Les cagots et les gavaches
 
 
 
 
 

C'est bien connu nombre de philosophies, la plupart des religions et même certaines doctrines politiques l'affirment très fort : «  Nous sommes tous frères ». De ce fait nous avons vocation « virtuelle » à être tous égaux ! Le problème toujours actuel des « gens du voyage », (on parle maintenant des « Roms »), montre l'abîme entre le principe et la réalité. Et le problème ne va pas en s'arrangeant … La difficulté à accepter l' « autre », celui qui n'a pas nos manières, notre langue – bref, n'est pas de chez-nous – ne date pas d'hier : il existe déjà dans la Bible. Dans notre région dans l'histoire plus récente, deux exemples très graves de cette ségrégation sont un contre-témoignage de ce soi-disant esprit d'accueil et de bonhommie qui serait propre au Sud-ouest. Il ne s'agit pas des immigrés, réfugiés politiques venus de Russie en 1918, ou d'Italie, puis d'Espagne fuyant le fascisme. Après des années difficiles beaucoup ont fait « leur trou », beaucoup ont - comme on dit - « réussi ». Par contre savez-vous que dans le Sud-ouest et surtout dans les Pyrénées, toute une population venue d'on ne sait où, a été marginalisée, brimée, accusée de tous les maux, sans la moindre raison.  Il s'agit des « Cagots », à partir du XIIIe siècle ! Condamnés à vivre ensemble, en dehors des villages, souvent dans d'anciennes léproseries, leur isolement était propice à une certaine consanguinité qui n'arrangeait rien (!). Ils étaient presque sans droits, interdits de tout métier, sauf ceux du bois (en effet le bois « ne conduit pas la lèpre »)... À l'église, ils avaient une porte réservée et un bénitier spécial. Ils devaient en public agiter une crécelle, et dans certains villages, porter un insigne cousu sur le vêtement : une patte de canard, rouge ! Déjà… il a plusieurs centaines d'années….
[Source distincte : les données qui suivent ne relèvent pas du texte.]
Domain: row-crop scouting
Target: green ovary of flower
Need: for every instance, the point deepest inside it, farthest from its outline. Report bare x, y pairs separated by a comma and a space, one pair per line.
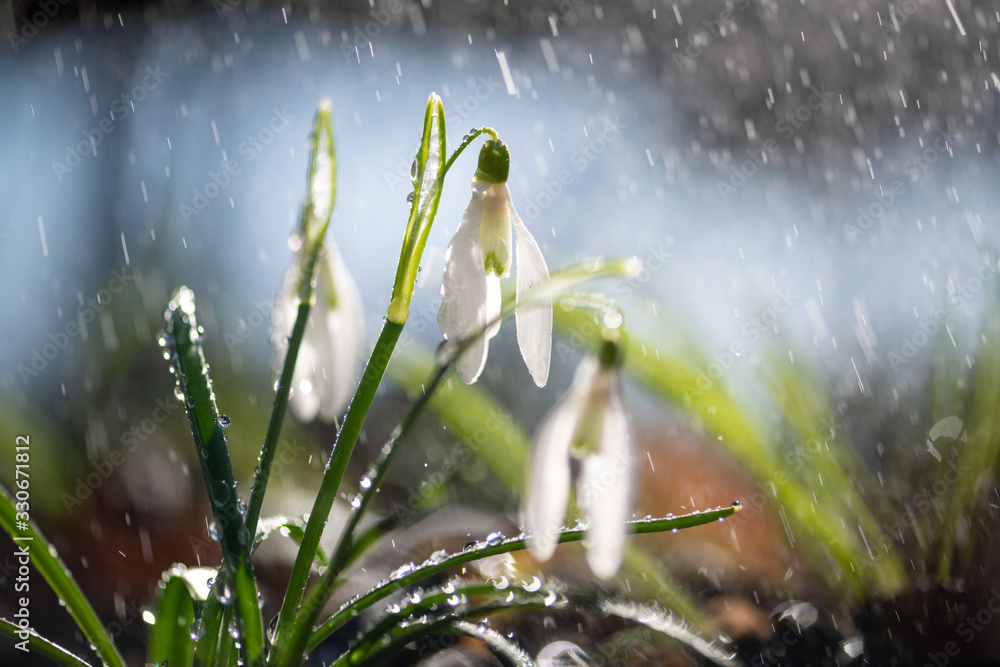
495, 231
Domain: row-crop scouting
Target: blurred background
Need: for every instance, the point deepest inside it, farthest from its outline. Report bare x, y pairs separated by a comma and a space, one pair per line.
812, 189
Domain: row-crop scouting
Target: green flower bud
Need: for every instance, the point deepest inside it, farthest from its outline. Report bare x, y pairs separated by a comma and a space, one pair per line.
611, 355
494, 162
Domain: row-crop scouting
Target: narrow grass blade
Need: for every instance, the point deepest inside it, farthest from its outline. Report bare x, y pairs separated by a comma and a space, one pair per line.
42, 555
977, 464
170, 640
490, 432
183, 342
41, 645
670, 375
442, 563
284, 653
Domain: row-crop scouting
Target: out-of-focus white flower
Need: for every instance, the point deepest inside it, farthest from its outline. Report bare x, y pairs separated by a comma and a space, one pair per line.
478, 256
589, 423
326, 370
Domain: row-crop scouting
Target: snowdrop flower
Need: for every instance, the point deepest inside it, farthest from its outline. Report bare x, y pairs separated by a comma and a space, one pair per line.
588, 424
326, 370
478, 256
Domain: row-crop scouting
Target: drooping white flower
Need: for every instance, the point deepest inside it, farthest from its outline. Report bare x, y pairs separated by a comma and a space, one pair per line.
326, 370
589, 424
478, 256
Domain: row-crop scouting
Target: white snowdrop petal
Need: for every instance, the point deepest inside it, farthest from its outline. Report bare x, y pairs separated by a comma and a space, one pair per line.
494, 304
548, 489
464, 290
345, 336
304, 400
604, 491
534, 322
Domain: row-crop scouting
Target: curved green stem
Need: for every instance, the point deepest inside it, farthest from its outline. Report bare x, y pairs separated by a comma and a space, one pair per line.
277, 417
42, 646
350, 610
335, 468
559, 282
43, 556
183, 338
468, 139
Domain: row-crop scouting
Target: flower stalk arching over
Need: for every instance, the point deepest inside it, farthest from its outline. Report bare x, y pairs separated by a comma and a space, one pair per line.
326, 371
326, 367
478, 256
588, 423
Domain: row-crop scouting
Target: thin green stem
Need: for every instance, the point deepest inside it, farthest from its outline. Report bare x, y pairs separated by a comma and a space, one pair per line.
466, 140
43, 556
41, 645
183, 337
559, 282
345, 547
277, 418
349, 611
342, 450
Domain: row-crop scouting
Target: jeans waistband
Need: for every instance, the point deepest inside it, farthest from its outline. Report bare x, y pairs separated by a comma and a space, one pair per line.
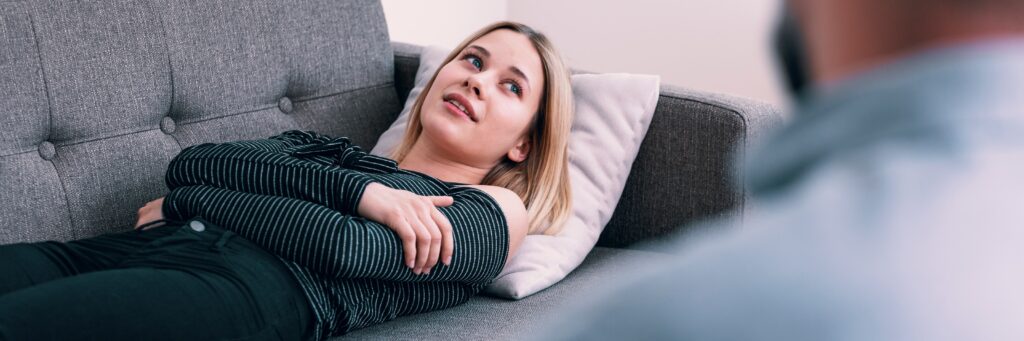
167, 221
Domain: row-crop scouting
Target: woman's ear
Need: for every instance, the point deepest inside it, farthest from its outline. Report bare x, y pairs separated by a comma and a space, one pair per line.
519, 152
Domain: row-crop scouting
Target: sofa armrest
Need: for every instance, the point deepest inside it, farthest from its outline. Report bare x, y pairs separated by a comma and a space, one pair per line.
684, 170
407, 61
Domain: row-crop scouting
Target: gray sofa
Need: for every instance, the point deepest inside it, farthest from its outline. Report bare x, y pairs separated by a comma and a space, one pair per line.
97, 96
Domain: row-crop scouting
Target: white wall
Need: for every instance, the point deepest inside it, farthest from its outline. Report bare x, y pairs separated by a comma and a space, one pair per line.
712, 45
443, 23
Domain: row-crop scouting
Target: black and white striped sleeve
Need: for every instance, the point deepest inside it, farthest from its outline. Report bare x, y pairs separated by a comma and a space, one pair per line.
340, 246
268, 167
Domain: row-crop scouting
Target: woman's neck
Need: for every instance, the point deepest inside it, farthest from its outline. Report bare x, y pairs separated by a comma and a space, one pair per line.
428, 160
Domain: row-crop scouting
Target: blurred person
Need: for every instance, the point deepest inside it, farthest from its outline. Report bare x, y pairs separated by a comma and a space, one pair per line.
888, 209
306, 237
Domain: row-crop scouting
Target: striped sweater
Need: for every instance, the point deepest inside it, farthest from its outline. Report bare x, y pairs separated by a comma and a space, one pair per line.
296, 196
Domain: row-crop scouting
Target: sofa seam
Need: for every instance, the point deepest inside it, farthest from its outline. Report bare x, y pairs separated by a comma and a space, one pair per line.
736, 172
170, 69
49, 108
182, 123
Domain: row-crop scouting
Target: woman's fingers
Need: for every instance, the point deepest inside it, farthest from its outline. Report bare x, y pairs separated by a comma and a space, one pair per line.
408, 237
422, 243
448, 241
435, 239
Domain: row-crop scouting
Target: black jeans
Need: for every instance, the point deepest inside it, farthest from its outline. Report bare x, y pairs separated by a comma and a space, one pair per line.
181, 281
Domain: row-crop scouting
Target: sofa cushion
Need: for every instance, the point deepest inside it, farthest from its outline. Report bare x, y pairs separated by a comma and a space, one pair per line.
99, 95
485, 317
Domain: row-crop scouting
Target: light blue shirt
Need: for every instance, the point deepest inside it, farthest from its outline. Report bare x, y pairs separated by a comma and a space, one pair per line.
889, 210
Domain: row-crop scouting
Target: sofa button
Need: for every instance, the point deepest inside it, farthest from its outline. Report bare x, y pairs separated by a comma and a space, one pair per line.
285, 104
47, 151
167, 125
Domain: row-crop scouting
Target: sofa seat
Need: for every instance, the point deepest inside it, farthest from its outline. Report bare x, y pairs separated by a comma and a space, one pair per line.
485, 317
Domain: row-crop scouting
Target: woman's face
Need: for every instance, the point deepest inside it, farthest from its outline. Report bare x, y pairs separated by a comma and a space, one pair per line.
480, 105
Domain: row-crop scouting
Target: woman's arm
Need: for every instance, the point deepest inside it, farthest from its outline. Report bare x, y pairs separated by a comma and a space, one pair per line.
379, 301
337, 245
269, 167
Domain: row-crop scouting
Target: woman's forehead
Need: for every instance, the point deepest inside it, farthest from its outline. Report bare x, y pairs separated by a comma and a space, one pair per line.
508, 48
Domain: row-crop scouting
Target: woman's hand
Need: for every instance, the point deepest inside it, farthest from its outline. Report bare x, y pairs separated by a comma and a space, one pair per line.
425, 232
151, 212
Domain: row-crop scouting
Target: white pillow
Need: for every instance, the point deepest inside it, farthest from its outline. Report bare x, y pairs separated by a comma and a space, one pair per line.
613, 112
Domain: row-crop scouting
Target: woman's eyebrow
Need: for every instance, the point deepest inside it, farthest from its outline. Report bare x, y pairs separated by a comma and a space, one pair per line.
481, 50
514, 70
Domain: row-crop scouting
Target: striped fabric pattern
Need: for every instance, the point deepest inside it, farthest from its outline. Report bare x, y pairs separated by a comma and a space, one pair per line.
295, 195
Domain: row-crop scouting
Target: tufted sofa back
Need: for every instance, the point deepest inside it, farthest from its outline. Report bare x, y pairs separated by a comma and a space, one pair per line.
96, 96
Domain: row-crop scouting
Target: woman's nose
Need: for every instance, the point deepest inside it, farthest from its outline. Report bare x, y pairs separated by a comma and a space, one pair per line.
475, 83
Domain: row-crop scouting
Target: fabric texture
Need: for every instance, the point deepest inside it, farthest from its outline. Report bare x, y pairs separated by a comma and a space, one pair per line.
613, 112
64, 291
292, 194
100, 95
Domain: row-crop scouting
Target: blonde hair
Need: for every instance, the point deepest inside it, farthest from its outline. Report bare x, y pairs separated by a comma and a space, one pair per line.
542, 179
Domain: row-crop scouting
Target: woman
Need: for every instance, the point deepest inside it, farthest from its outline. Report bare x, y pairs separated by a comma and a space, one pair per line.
332, 239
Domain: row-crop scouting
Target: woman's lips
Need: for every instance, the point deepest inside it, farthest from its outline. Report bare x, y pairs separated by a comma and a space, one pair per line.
455, 111
454, 100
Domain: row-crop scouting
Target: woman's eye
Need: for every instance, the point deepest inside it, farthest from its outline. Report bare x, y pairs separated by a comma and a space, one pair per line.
514, 88
475, 61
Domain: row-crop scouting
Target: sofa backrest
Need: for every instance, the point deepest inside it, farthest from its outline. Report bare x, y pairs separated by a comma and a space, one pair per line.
97, 96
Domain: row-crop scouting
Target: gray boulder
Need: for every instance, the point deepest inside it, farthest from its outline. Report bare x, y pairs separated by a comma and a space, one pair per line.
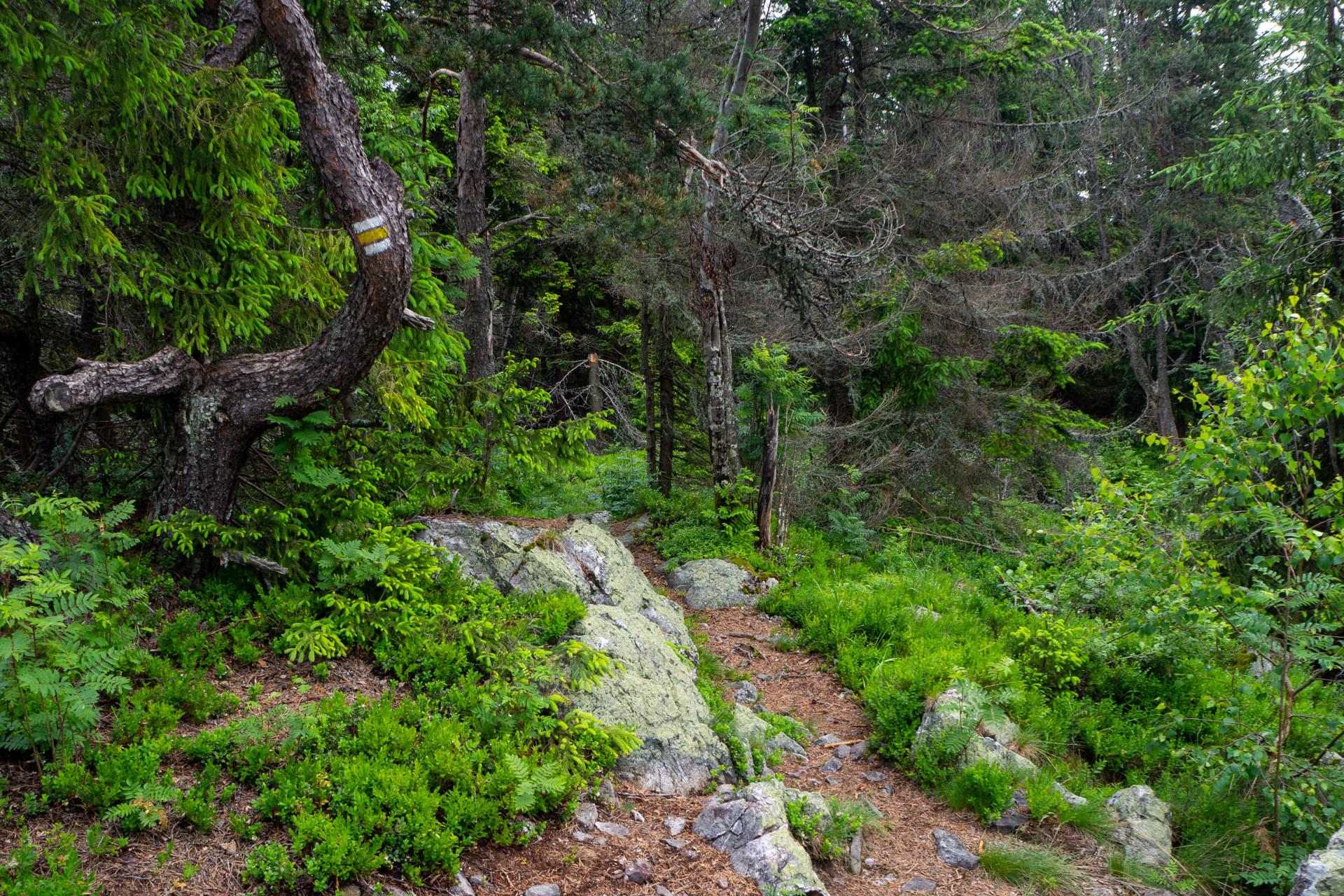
784, 743
745, 692
1322, 874
951, 710
1142, 825
1069, 797
711, 583
753, 828
654, 690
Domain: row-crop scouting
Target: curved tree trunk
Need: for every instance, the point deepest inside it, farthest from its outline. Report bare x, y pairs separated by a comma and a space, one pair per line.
714, 266
479, 312
220, 407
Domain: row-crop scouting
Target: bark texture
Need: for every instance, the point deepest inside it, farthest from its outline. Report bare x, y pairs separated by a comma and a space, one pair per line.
479, 309
219, 409
714, 266
667, 403
769, 465
1154, 379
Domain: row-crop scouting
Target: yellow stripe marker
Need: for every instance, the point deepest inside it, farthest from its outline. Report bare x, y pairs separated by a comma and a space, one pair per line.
371, 234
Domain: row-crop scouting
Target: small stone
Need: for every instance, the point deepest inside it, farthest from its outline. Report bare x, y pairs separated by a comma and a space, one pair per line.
638, 872
953, 852
745, 692
1072, 798
608, 793
587, 816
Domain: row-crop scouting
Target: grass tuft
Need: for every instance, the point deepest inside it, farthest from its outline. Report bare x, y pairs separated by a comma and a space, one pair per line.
1041, 869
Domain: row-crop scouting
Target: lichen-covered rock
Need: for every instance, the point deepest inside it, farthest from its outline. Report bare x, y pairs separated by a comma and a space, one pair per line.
711, 583
952, 850
753, 828
748, 726
784, 743
654, 691
1142, 825
949, 711
1068, 796
1322, 874
952, 711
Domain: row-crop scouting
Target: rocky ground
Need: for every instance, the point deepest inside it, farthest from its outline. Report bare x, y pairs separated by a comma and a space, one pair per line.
800, 685
635, 841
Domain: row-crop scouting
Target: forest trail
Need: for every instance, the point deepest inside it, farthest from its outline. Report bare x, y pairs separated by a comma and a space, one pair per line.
800, 685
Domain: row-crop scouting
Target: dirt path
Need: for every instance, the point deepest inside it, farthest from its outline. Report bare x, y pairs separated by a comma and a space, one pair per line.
790, 682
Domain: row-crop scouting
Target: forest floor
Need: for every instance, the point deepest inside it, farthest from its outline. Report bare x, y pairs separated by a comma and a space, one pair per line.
181, 860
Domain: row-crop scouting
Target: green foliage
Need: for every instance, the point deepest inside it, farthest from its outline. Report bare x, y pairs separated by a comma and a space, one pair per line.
124, 783
905, 370
270, 867
23, 874
984, 788
1051, 649
62, 638
827, 834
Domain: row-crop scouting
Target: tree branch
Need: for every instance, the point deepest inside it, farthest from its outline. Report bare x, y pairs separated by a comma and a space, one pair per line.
417, 321
105, 382
246, 23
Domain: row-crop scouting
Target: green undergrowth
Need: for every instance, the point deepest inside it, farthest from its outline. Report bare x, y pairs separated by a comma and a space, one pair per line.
1101, 706
1032, 868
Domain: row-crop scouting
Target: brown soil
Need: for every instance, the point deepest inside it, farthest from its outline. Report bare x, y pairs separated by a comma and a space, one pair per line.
793, 682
Tout aussi surprenant, le cas des « Gavaches », à peu près à la même époque. Le nord de l'Aquitaine étant ruiné par des guerres incessantes, les vignerons vinrent à manquer ! De la « main d’œuvre » dut être importée... Elle vint surtout de la Saintonge ou de ses environs, évidemment des gens très pauvres, pour accepter ce déménagement... On les appela les gavaches sans qu'on sache d'où vient ce nom. Ils ont été reçus comme des « étrangers » et n'ont jamais été « intégrés ».

Eux aussi   vivaient « entre eux », à l'écart des villages, dans des conditions précaires, sans profiter des moindres progrès, en particulier sans véritable accès à l'éducation... À leur propos, tout était péjoratif : les « gens bien » parlaient par exemple d'un temps de gavache pour dire un temps de chien ! Tout cela jusqu'à la Révolution ; puis lentement, les choses se sont arrangées ces deux derniers siècles... au moins en partie...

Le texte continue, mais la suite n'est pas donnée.